One of the pitfalls of the Michigan bills, however, is the support of Amaya, whose PokerStars website was banned for several years after it continued to operated following the 2006 Unlawful Internet Gambling Enforcement Act. Although Amaya bought the company from the owners during those years and is currently licensed in New Jersey, that time of illegal operations continues to haunt the website. And any support by Amaya taints the legalization effort.
In Massachusetts, the operators of the state’s operating and proposed casinos communicated through the state’s gaming commission chairman, Stephen Crosby, that they won’t oppose the legislature if it looks at legalizing online gaming in the Bay State. Such a bill could be introduced as early as this summer.
Although currently the only online gaming allowed in the state is fantasy sports, a special committee appointed by the legislature to look at a possible omnibus bill that would embrace everything online except the lottery may be ready to give a report in a few months.
The Massachusetts State Lottery is in favor of online lottery sales and has been lobbying the legislature to authorize it for two years now under State Treasurer Deborah Goldberg and Lottery Executive Director Michael Sweeney. Last August a bill that included regulation of daily fantasy sports and the lottery was considered, but the provision dealing with the lottery was later dropped.

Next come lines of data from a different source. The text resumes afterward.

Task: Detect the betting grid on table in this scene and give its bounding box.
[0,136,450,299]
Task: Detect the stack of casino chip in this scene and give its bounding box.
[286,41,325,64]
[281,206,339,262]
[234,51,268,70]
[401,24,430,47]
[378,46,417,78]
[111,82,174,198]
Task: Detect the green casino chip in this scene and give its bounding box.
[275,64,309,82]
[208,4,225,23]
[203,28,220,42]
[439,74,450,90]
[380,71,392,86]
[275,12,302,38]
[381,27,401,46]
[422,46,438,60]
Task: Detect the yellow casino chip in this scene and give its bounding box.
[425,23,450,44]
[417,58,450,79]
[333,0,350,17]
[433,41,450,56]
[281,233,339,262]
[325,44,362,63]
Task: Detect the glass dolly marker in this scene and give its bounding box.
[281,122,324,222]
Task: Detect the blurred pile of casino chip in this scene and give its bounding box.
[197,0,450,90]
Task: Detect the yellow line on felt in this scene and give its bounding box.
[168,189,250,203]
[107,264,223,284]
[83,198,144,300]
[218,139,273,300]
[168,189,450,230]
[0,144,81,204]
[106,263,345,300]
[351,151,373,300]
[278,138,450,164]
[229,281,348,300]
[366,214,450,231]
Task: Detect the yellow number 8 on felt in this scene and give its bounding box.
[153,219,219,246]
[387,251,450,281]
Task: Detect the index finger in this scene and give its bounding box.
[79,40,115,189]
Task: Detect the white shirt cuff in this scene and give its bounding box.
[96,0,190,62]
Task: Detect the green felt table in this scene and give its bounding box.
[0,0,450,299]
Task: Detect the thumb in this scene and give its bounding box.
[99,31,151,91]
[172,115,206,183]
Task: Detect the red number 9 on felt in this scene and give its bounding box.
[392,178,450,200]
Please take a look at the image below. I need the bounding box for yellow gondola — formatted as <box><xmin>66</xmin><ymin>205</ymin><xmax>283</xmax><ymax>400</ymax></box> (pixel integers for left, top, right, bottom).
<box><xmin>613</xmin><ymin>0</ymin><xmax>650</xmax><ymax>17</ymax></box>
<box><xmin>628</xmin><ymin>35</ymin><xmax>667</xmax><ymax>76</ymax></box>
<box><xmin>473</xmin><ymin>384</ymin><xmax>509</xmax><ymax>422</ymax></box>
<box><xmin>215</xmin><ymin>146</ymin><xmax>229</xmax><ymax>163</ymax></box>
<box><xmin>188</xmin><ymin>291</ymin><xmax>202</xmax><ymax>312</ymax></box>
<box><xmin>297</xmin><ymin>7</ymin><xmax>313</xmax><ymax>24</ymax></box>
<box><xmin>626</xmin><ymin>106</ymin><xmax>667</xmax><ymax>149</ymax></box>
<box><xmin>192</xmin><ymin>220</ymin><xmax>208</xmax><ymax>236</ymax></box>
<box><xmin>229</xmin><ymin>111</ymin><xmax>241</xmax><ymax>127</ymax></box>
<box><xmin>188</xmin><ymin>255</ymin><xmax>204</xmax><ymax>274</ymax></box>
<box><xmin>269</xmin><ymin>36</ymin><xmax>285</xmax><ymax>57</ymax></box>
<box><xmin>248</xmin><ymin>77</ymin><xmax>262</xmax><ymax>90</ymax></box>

Crosby, who serves on that commission, said “I would say by the middle of this year there might be something for the legislature to look at.”
The support, or at least the neutrality of the operators of the MGM Springfield, Plainridge Park Casino and the Wynn Boston Harbor on the issue of online gaming means that lawmakers won’t be facing sniping from that quarter as they try to fashion a bill that would include most forms of online gaming. This is surprising to some since Steve Wynn has been vocal about his opposition to online gaming.
A recent report presented to the Massachusetts Gaming Commission showed that when Plainridge Park opened in 2015 that it did not have a significant effect on state lottery sales either statewide, or near the casino itself.
It’s not known whether Goldberg supports merely online sales of lottery tickets or virtual lottery terminal machines that mimic slot machines. Goldberg asserts that, although the lottery made record sales of $989.4 million it has peaked and will go into a decline unless it reaches out to attract millennials who do many of their activities using Smartphones. Sweeney agrees.
And in New York, Assemblyman J. Gary Pretlow, who pushed an iPoker bill to the brink of success in 2016, is confident he can get it over the finish line in 2017. After an examination of the issues related to iPoker, including geolocation and processes to prevent cheating, Pretlow says he is satisfied, and believes that will be good enough for his colleagues.
“When I do sign off on something,” he told a New York television station, “my colleagues feel that it is a good deal and they don’t question why I made a certain decision. They know that if that decision was made, it’s for good reason. So I don’t really see there’s going to be much opposition to moving this along.”
Last year, the bill sailed through the Assembly but was never taken up by the Senate. This year, starting in the Senate, the bill was unanimously released for the Committee on Racing, Gaming and Wagering and now heads to the Finance Committee, where Pretlow predicts a similar passage.
The bill allows 10 iPoker licenses presumably limited to casinos, racetracks and tribes with a fee of $10 million each. Players must be 21 years of age and be within the state borders, although it does permit for interstate compacts that would pool players from those states.